High-net-worth individuals and institutions, especially, should take into account how quickly their dollars can be put to work and whether longer-term goals may be better served by a more structured giving program.

The Center for Disaster Philanthropy is urging benefactors to consider giving to charitable organizations that address longer-term recovery in addition to immediate response organizations. Here’s why: Every day of immediate relief equates to 100 days of long-term recovery efforts, according to the Federal Emergency Management Agency (FEMA). That means people affected by storms such as hurricanes Harvey and Irma will need assistance for months if not years.

Robert Ottenhoff, CDP’s chief executive, in a blog post, writes that people will be recovering from Harvey for at least three years and probably longer. That means housing is going to be a big, big issue in Houston and the surrounding areas.

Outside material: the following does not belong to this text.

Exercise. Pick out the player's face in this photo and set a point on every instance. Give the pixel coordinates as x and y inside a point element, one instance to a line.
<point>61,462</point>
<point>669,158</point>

The Foundation Center, which tracks donations among many other kinds of philanthropic data, says a majority of contributions go to immediate relief organizations. Meanwhile, it says, there is a lack of support for strategic long-term recovery and rebuilding.

CDP notes that contributions should be given before, during, as well as after disasters strike. Foundations and wealthier individuals with formal giving programs are in the best positions to accommodate immediate relief, as well as recovery and adaptation. Financial planning is essential.

A good tool to vet and find charities, besides the Foundation Center website, is CharityNavigator, which offers ratings and data on thousands of charitable organizations.

Effective giving is just as important as immediate contributions.